As soon as I returned home, I pitched the idea to my counterpart, Golethi. She agreed that doing an event focusing on malaria education and prevention was needed for our school community, so we started planning for Buzz Off Malaria to take place in May, during World Malaria Month 2017. We chose lessons and activities to teach and selected ten student leaders to help us with planning and running the event. Golethi translated resources into Kinyarwanda for our students to understand, and I invited Peace Corps Volunteers (PCVs) in my region to join us at my school.
I live in a district where malaria is a common problem. The goal of Buzz Off Malaria was to empower students to be educators in their homes and communities for how to prevent and treat malaria. Our six mini-lessons focused on education and action plans. About 100 secondary students participated. It was so fun to watch them engage in the games, demonstrations and activities that were being led by student leaders and PCVs!
This week at school I have observed students talking about what they learned at Buzz Off Malaria. Whenever I walk into a classroom, the kids make the "buzzzzzzzz" sound and readily share the importance of sleeping under a mosquito net, taking medicine, and removing stagnant water. One of my students, Odilla, even asked me if I have been sleeping under my net because she noticed a bite on my arm!
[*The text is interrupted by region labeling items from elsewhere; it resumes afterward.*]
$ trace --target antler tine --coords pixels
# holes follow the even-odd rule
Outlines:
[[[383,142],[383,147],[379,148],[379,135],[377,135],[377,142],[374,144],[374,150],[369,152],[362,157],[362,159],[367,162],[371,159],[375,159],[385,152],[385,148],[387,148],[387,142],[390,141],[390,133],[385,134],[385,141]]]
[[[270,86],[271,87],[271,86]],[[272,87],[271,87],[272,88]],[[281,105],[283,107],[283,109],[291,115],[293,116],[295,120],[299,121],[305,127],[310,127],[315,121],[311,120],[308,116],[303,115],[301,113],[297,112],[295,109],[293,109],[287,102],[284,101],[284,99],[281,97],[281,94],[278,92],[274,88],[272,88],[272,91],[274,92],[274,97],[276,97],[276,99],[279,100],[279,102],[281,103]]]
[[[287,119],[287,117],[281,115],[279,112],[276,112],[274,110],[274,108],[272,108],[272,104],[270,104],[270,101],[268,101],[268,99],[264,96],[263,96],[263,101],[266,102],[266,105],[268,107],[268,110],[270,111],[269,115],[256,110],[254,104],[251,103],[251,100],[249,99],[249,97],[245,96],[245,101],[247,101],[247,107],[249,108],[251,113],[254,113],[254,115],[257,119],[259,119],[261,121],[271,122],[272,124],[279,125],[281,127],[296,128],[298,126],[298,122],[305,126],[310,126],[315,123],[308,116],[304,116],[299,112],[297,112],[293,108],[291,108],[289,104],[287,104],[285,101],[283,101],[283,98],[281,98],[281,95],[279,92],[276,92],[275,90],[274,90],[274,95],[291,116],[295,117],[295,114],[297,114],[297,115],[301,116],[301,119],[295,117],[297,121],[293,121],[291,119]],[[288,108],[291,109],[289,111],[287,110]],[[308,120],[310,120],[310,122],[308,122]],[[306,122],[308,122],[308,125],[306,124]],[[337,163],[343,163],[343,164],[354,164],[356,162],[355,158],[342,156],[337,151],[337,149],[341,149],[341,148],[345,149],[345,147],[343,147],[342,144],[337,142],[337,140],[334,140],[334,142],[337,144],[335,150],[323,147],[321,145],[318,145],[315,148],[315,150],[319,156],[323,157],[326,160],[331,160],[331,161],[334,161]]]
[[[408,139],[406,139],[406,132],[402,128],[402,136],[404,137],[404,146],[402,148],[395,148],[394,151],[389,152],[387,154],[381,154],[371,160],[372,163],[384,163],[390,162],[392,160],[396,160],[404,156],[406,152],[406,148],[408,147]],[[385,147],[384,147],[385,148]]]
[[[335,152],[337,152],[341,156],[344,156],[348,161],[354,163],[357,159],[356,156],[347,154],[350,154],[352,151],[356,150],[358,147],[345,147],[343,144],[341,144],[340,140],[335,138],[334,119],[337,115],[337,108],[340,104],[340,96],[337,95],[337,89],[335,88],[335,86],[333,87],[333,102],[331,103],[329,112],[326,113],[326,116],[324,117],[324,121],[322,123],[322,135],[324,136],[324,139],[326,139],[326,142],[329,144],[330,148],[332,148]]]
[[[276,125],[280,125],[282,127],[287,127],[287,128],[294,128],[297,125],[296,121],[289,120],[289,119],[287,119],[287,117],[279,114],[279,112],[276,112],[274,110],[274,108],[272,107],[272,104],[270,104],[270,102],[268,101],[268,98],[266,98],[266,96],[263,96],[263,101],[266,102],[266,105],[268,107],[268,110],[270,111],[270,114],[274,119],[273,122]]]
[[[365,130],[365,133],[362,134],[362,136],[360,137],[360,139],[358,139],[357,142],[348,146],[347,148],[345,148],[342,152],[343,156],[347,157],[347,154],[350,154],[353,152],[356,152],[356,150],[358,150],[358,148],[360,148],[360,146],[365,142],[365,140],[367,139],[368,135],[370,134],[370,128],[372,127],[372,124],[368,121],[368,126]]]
After I said I always sleep under my net, she said "Teacher, you need to wear long sleeves and pants for protection. You can not get sick with malaria." She gets it!!!!
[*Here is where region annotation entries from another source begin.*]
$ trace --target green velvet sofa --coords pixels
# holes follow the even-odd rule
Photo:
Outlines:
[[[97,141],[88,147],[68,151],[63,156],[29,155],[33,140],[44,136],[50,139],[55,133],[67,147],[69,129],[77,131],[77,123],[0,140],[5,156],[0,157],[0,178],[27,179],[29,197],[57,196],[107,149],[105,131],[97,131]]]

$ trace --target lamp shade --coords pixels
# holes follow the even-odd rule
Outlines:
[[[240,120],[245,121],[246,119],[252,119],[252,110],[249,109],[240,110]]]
Another student, Sam, created an illustrated story on poster paper for malaria education. He presented it at the event and posted it in a public area at school, so students can read it on the way to class. Every morning before school starts, there's a different cluster of kids sitting on the grass, reading the story. I'm so proud of my students for being engaged at Buzz Off Malaria and for applying what they learned to regular life.
Because of my superstar counterpart, our excellent student leaders, and the dedicated PCVs in my region, this event was a step in the right direction for my community's fight against malaria.